The default is to do nothing when receiving a WALMessage.

Most of the work here happens in XLogData events, which contain the WALMessages that people will actually care about. Everything else seems to be protocol meta. The objects passed to the handler's received methods are the XLogData's message value and are decoded based on message formats specified in the Postgres docs.

There are still some things I need and/or want to do here:

The initial spec does successfully invoke the handler's methods for the CREATE TABLE, INSERT, and UPDATE commands.

jgaskins

Just some notes about the current state of things. Some of them are subject to change.

jgaskins · 2025-07-18T17:12:07Z

src/pg/replication.cr

@@ -0,0 +1,353 @@
+module PG::Replication


I can't tell yet if this should be LogicalReplication or if physical replication uses the same concepts.

src/pg/replication.cr

jgaskins · 2025-07-18T17:21:44Z

src/pg/replication.cr

+        when 'n'
+          nil
+        when 'u'
+          UnchangedTOASTValue.new


I haven't tested this yet, but the docs say that an unchanged TOASTed value is not sent, so I'm assuming it's just a marker to indicate that the previous value is unchanged to avoid sending huge strings over the wire unnecessarily.

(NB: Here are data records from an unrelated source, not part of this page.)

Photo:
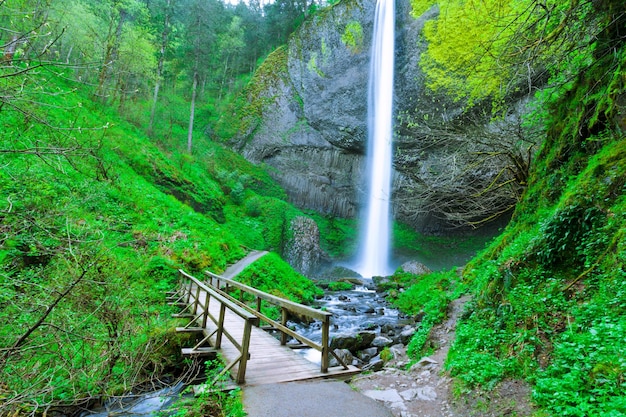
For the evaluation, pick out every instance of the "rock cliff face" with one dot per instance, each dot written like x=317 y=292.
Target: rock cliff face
x=310 y=115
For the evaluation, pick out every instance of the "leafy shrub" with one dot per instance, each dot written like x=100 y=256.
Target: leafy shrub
x=273 y=275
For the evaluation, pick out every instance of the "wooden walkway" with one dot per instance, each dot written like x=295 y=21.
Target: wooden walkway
x=269 y=359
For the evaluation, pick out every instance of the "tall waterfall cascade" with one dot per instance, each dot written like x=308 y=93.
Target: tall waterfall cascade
x=374 y=253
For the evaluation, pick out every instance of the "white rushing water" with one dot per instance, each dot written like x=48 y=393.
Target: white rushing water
x=375 y=240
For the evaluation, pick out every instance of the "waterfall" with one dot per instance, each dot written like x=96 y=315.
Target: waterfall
x=375 y=240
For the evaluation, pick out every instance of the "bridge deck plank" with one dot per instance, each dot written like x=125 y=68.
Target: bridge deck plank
x=269 y=361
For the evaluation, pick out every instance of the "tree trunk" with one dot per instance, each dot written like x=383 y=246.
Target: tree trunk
x=157 y=84
x=193 y=109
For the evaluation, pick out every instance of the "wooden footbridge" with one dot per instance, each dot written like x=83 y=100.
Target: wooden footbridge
x=227 y=317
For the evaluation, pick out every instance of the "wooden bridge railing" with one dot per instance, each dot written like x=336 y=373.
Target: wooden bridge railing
x=224 y=285
x=196 y=296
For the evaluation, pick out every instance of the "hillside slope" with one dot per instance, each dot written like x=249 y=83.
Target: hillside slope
x=550 y=292
x=95 y=218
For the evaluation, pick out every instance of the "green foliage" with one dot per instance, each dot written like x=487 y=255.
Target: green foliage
x=109 y=216
x=352 y=37
x=427 y=297
x=340 y=286
x=386 y=354
x=274 y=276
x=214 y=399
x=549 y=293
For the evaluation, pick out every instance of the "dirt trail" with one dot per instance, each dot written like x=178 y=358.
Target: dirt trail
x=426 y=390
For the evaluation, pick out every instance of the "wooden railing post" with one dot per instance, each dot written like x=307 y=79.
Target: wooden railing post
x=325 y=343
x=245 y=348
x=188 y=289
x=197 y=300
x=220 y=326
x=259 y=300
x=283 y=320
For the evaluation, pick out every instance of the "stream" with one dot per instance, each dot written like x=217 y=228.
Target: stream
x=354 y=310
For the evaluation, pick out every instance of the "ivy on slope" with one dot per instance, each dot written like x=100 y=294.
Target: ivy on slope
x=550 y=292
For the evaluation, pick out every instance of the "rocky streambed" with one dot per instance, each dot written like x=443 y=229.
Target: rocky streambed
x=363 y=326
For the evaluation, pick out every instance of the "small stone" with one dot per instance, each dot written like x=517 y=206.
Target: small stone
x=426 y=393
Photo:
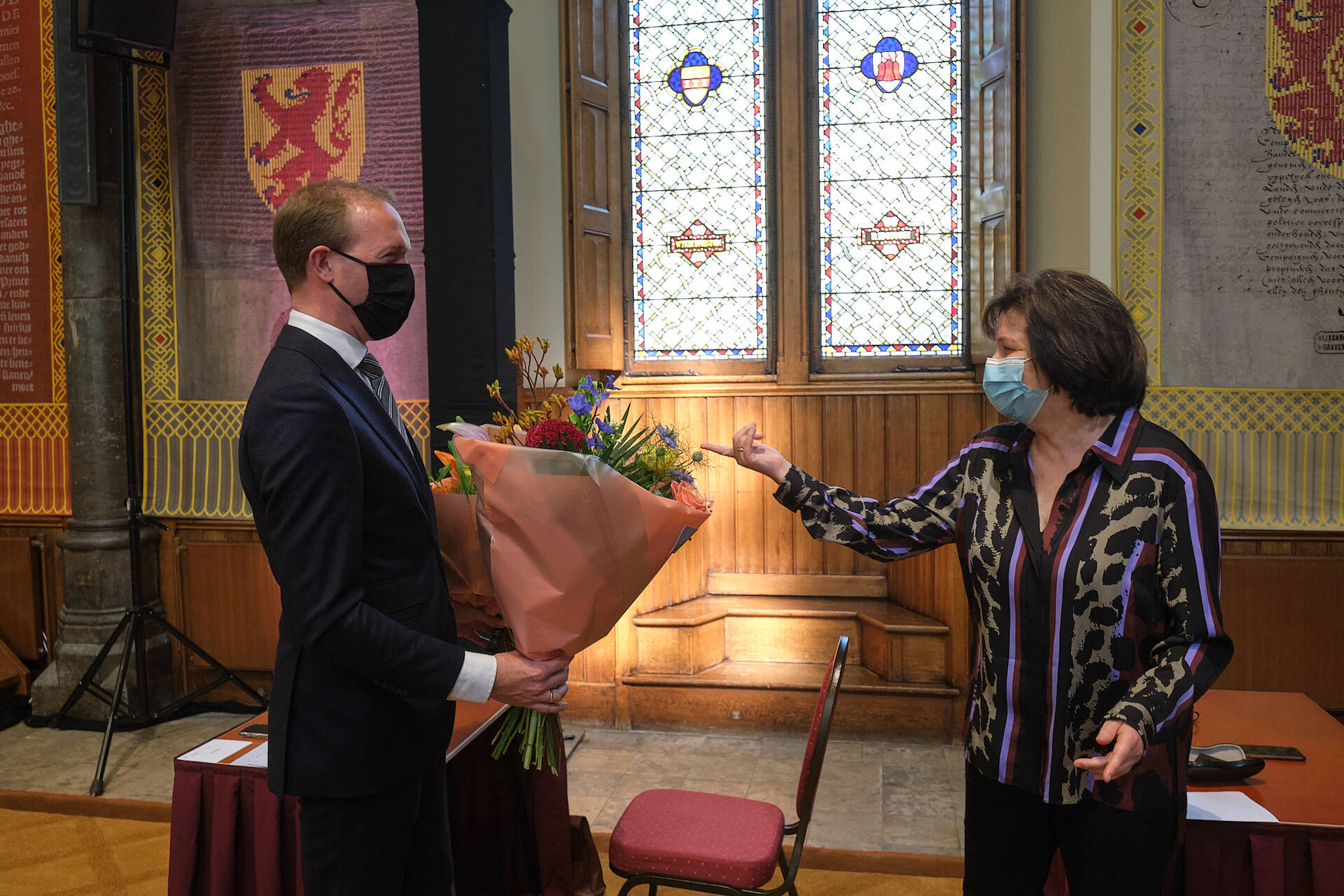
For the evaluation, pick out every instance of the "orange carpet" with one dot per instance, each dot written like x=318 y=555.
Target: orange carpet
x=55 y=846
x=50 y=855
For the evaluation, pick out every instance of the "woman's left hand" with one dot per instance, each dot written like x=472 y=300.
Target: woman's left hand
x=1126 y=752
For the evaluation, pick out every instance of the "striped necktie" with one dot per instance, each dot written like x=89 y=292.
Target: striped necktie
x=372 y=372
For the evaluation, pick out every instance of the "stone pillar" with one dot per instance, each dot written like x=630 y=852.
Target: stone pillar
x=96 y=547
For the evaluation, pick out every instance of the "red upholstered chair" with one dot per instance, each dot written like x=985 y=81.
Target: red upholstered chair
x=723 y=844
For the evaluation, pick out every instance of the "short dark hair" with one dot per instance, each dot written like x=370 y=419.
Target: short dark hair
x=316 y=216
x=1081 y=337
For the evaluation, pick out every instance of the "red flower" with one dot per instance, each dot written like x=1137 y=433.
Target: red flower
x=555 y=434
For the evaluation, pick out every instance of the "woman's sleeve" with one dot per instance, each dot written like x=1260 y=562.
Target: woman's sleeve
x=1186 y=663
x=883 y=531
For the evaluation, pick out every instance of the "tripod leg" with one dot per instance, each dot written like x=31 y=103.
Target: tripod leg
x=89 y=673
x=96 y=788
x=191 y=645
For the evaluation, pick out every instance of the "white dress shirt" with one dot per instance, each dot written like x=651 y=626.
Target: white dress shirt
x=476 y=680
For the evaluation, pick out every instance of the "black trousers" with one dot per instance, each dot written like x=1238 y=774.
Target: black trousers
x=393 y=841
x=1012 y=837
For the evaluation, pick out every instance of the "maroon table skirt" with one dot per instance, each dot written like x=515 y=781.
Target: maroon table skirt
x=511 y=830
x=1236 y=859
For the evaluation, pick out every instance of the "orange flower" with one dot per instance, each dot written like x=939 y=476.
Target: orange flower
x=690 y=496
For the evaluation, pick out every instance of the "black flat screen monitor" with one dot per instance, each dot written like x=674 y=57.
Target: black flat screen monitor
x=131 y=29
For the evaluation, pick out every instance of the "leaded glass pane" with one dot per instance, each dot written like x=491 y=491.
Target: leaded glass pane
x=698 y=174
x=889 y=146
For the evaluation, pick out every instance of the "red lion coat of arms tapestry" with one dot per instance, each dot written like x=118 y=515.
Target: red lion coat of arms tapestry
x=1304 y=67
x=302 y=124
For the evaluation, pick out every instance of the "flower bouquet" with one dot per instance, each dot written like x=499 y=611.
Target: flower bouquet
x=575 y=511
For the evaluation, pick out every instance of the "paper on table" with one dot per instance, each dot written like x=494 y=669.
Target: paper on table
x=1225 y=805
x=213 y=751
x=257 y=757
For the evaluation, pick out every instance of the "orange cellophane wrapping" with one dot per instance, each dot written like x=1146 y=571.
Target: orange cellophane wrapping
x=464 y=564
x=569 y=543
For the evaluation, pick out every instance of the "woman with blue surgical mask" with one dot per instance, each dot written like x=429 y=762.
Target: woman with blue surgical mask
x=1089 y=546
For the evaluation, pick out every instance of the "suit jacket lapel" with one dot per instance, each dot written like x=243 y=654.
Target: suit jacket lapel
x=358 y=393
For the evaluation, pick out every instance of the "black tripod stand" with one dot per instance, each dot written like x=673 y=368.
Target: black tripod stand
x=137 y=615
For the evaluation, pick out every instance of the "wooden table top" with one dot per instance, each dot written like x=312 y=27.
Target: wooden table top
x=1304 y=793
x=470 y=722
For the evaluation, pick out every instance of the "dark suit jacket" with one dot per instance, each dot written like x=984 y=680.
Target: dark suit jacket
x=368 y=649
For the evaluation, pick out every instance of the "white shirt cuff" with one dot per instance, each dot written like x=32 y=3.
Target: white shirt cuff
x=476 y=680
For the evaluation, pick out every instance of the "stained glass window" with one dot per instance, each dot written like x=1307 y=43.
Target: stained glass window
x=889 y=144
x=698 y=174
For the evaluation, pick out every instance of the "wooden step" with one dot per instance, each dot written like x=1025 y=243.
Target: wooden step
x=752 y=697
x=895 y=644
x=14 y=673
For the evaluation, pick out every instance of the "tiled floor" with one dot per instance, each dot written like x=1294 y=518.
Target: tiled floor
x=897 y=797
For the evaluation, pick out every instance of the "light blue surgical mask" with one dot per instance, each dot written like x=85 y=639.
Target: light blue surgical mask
x=1006 y=390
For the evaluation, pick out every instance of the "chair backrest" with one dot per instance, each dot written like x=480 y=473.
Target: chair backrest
x=816 y=752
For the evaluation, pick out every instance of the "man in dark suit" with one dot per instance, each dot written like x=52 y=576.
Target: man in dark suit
x=368 y=666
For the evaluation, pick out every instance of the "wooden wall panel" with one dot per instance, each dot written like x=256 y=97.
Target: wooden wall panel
x=20 y=596
x=1284 y=609
x=230 y=599
x=30 y=586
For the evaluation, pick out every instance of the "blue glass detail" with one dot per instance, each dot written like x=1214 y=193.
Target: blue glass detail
x=695 y=78
x=889 y=65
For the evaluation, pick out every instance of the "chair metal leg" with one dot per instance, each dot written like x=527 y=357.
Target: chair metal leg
x=784 y=867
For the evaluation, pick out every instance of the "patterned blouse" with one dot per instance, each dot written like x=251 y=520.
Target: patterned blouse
x=1109 y=613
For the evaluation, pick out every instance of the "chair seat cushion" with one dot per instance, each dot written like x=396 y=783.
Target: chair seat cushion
x=723 y=840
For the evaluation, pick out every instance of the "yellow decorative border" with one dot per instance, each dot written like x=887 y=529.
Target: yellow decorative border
x=35 y=437
x=1276 y=456
x=191 y=447
x=49 y=140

jgaskins · 2025-07-18T17:28:30Z

src/pq/connection.cr

    end

+    def start_replication_frame_loop(publication_name : String, slot_name : String, &block : PG::Replication::Frame ->)
+      command = "START_REPLICATION SLOT #{slot_name} LOGICAL 0/0 (proto_version '1', binary 'true', publication_names '#{publication_name}')"


A few notes on this line:

There are currently 4 proto_version values, but anything other than 1 requires Postgres 14+ and changes how some WALMessages are decoded. Supporting these dynamically would be more complicated, so I'm just supporting the baseline out of the gate.

This is currently hardcoded to start at the beginning of the WAL (0/0). The PG.listen_replication method should almost certainly be updated to allow passing in other LSNs to start from a different point in the WAL history.

FWIW postgres 13 is EOL in 3 months I think. Still starting support with only 1 is probably fine.

Nice. Main addition of in v2 is transaction ids on various actions, which could be useful for some that might want this functionality. I wouldn't say it's necessary since the events are linear (all CRUD actions map to the transaction id from the most recent Begin WAL message), but it might still be useful.

src/pq/connection.cr

This way, if the replication slot wasn't created, or if another stuck around from a previous run, we don't run into misleading errors.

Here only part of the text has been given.